Aims To describe the clinical features and presentations of cases of Panton-Valentine Leucocidin (PVL) positive Staphylococcus aureus in children in a UK hospital from 2010 to 2011.

Methods Retrospective review of case notes of fourteen patients who attended between 2010 to 2011, with reference laboratory confirmed PVL positive Staphylococcus aureus (PVL-SA) infection.

Results Fourteen children, age range five days to twelve years, were seen at this hospital with PVL positive Staphylococcus aureus infections. This compares to six cases in 2008-2009. Three presented aged less than a week of age; the mean age of presentation was four years (median three years). All patients presented with superficial or deep skin infections. All but three patients were previously fit and well.

One child presented with lymphadenopathy, two with a pustular rash, one with cellulitis and the remainder with abscesses. Of these, four children presented with perineal or buttock abscesses. Six had a personal history of recurrent skin infections or abscesses. Seven had close family members with a history of skin infections.

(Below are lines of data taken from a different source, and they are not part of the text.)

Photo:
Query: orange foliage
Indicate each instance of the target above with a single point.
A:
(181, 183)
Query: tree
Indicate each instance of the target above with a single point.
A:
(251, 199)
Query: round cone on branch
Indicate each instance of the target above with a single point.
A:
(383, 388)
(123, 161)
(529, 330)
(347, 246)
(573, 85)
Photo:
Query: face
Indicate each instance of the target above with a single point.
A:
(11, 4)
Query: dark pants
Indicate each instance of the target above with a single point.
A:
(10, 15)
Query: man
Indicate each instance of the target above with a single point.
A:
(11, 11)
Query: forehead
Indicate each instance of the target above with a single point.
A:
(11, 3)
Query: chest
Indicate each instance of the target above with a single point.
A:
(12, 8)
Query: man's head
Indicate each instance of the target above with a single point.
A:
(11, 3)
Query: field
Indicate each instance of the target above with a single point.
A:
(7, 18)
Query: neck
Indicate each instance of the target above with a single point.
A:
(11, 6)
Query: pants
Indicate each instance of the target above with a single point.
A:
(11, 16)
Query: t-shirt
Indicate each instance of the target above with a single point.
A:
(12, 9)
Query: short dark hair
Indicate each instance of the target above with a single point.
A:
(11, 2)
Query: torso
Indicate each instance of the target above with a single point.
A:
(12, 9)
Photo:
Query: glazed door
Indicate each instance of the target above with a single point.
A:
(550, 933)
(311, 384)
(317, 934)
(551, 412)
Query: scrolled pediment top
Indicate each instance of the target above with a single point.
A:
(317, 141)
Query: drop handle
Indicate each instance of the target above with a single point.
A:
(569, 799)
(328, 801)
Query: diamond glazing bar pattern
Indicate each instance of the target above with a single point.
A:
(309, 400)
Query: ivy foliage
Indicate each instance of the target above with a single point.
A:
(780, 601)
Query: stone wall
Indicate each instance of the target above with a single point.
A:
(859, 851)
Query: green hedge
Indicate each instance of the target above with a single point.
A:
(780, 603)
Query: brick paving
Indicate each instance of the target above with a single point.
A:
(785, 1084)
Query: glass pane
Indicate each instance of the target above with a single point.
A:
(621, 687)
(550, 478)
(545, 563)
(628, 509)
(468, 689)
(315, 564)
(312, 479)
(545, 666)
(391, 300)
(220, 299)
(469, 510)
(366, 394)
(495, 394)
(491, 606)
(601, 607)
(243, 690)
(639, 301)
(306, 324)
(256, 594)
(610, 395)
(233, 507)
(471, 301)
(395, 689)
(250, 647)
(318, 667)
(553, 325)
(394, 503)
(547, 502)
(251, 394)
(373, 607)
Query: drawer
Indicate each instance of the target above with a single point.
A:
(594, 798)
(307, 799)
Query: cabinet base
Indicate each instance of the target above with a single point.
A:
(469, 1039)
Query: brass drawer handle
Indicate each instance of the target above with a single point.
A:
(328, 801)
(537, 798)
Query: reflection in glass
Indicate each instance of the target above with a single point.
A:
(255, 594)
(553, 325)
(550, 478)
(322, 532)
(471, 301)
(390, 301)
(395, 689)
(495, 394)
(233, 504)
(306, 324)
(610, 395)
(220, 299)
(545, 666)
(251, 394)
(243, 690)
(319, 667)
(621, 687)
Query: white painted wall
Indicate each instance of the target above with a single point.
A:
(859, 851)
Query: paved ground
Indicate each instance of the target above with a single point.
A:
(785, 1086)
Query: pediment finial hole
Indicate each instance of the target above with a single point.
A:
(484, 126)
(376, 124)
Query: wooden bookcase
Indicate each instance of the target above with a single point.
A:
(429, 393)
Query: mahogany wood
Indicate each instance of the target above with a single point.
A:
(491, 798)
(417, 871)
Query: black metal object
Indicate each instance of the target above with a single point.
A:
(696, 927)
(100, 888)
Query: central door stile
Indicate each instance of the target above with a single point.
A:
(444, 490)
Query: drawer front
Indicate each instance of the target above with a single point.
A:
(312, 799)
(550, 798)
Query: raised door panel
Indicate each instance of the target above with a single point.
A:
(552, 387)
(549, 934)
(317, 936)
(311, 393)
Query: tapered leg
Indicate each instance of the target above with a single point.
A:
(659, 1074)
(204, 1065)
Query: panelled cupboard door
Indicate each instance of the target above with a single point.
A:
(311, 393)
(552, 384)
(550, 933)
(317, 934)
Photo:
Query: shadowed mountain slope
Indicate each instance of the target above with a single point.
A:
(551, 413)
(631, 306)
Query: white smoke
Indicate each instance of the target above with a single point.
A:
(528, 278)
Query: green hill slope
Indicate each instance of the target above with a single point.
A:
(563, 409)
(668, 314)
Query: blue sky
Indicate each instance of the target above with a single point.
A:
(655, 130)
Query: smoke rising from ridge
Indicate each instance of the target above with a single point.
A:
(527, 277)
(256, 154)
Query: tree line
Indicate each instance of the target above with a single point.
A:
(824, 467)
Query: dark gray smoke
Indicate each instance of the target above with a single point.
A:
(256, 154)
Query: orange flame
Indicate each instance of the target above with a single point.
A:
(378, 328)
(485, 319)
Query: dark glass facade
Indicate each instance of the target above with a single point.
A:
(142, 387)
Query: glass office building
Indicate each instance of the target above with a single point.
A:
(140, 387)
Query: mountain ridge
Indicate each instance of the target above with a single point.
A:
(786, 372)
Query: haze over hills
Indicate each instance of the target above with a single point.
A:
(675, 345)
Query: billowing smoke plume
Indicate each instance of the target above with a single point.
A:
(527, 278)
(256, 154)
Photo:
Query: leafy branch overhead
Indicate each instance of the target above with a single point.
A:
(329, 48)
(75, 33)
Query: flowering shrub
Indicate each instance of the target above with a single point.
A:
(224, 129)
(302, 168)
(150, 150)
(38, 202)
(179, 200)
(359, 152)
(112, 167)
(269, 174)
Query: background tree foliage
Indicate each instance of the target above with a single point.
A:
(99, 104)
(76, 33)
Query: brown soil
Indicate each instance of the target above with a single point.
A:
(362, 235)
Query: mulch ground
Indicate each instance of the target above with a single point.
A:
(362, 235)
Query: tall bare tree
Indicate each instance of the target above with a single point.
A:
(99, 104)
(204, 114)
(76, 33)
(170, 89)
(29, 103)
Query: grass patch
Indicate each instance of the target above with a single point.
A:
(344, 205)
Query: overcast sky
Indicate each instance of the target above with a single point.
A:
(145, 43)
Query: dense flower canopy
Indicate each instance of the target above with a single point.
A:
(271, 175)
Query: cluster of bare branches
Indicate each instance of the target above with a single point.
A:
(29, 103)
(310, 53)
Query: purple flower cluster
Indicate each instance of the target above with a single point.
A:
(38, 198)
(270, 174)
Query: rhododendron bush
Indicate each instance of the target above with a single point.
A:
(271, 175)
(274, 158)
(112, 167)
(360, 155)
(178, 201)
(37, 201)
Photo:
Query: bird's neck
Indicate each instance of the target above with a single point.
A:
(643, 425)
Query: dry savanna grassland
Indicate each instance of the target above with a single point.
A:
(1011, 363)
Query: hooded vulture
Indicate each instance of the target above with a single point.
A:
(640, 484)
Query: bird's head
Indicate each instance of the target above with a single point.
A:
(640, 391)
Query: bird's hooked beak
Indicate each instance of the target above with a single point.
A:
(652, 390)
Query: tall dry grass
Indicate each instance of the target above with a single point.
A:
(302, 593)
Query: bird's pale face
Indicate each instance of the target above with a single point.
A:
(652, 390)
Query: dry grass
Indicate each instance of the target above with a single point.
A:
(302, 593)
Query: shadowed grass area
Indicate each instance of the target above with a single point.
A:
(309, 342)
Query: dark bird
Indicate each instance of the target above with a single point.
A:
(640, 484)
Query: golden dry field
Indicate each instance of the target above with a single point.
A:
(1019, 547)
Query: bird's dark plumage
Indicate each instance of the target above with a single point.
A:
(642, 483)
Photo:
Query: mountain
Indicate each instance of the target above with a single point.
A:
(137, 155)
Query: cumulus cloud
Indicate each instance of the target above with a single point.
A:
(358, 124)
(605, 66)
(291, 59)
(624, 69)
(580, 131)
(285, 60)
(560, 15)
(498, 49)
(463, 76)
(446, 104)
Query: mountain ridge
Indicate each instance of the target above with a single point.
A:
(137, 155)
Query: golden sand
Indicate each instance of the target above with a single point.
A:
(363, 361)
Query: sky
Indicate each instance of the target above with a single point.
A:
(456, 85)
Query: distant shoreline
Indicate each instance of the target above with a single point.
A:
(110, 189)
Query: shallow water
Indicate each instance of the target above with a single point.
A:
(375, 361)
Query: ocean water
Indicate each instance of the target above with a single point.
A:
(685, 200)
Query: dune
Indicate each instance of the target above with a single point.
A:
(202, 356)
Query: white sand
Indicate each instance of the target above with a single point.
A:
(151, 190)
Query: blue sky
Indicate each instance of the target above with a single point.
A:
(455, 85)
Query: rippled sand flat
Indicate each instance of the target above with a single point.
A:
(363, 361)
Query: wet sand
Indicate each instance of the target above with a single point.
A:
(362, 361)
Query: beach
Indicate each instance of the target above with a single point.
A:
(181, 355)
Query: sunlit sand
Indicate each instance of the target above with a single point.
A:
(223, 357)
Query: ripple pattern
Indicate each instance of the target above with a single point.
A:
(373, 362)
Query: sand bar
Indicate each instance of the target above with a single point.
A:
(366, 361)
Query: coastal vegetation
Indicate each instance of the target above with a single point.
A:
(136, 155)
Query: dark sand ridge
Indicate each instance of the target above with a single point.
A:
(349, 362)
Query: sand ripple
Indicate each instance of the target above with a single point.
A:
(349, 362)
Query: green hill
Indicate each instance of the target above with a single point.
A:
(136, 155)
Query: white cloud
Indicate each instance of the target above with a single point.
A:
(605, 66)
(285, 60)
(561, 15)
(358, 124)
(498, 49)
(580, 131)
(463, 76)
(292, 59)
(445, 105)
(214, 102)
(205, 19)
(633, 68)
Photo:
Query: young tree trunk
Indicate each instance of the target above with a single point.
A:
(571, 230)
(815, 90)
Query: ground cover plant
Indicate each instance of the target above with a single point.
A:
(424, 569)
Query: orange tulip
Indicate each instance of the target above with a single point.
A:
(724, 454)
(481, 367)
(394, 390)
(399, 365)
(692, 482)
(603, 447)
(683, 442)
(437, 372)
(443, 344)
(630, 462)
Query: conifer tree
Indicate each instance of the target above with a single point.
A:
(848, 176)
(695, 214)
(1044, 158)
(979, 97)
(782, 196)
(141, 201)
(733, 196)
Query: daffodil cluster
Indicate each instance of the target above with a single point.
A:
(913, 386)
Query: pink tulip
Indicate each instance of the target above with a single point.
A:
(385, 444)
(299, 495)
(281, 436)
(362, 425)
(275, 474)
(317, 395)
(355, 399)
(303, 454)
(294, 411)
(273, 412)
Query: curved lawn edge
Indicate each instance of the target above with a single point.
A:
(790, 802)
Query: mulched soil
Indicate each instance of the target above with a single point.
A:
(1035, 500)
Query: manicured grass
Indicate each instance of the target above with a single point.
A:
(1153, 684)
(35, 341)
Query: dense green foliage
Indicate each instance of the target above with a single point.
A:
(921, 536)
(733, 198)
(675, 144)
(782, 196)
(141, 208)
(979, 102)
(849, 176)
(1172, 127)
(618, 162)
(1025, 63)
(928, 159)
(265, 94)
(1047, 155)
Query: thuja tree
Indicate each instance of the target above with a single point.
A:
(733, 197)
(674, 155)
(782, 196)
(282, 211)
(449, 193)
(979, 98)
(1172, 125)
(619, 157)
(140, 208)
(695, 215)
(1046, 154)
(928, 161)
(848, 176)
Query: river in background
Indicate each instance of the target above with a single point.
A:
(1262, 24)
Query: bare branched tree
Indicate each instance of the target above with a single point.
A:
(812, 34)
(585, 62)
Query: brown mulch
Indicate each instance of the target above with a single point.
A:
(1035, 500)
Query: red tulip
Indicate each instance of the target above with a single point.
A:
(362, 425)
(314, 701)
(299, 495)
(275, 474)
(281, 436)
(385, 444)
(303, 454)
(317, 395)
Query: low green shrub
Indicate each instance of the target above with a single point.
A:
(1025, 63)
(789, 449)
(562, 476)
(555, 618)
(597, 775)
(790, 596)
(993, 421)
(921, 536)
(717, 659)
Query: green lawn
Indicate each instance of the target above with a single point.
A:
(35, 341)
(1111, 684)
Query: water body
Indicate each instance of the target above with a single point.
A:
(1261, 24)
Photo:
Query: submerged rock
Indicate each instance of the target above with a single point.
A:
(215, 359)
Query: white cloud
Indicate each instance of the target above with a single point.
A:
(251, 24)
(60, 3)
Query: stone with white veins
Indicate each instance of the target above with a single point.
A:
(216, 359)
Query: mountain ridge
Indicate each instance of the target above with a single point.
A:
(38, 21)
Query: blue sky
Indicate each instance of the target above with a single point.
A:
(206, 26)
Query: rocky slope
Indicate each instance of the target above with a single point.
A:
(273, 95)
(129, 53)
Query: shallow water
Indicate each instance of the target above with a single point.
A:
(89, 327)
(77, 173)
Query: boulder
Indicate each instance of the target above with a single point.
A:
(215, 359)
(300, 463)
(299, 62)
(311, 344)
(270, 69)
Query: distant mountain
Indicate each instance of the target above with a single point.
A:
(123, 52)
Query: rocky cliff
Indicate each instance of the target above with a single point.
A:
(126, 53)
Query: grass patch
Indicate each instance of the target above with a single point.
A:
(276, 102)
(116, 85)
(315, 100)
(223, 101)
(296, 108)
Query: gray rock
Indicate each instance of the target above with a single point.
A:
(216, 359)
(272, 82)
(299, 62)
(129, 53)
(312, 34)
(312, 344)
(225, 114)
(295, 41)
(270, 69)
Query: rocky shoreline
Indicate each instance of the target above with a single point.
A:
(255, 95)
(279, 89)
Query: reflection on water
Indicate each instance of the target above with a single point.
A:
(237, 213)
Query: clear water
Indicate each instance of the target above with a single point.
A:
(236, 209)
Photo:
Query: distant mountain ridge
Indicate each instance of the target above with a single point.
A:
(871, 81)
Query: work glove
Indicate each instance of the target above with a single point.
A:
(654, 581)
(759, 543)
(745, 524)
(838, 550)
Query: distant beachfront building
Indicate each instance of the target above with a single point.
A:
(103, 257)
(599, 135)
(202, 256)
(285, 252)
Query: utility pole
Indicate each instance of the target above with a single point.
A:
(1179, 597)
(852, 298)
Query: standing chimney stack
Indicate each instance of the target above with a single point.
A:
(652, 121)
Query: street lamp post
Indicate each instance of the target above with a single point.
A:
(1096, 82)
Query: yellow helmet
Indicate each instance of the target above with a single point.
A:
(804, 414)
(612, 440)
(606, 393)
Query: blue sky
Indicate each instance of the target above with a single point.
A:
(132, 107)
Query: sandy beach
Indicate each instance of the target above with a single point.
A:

Eight patients presented to the surgical team, three to the medical team, and three were managed by the emergency department. Ten patients were admitted and seven required incision and drainage of abscesses under general anaesthetic. Nine children had MRSA, and five MSSA. Five of the patients' families received a topical decolonisation regime to eradicate carriage of Staphylococcus aureus.

Conclusions The incidence of PVL positive staphylococcal infections is increasing in our hospital. These infections can be both MRSA and MSSA. Of concern is the fact that three of our patients presented with PVL-SA infections in the first week of life.

PVL-SA is known to cause severe infections which may present to medical or surgical teams; they often require surgical intervention. Features suggestive of paediatric PVL infection in this case series include a history in the patient, or family, of recurrent infections and abscesses. Our current management includes a topical decolonisation regime for all family members.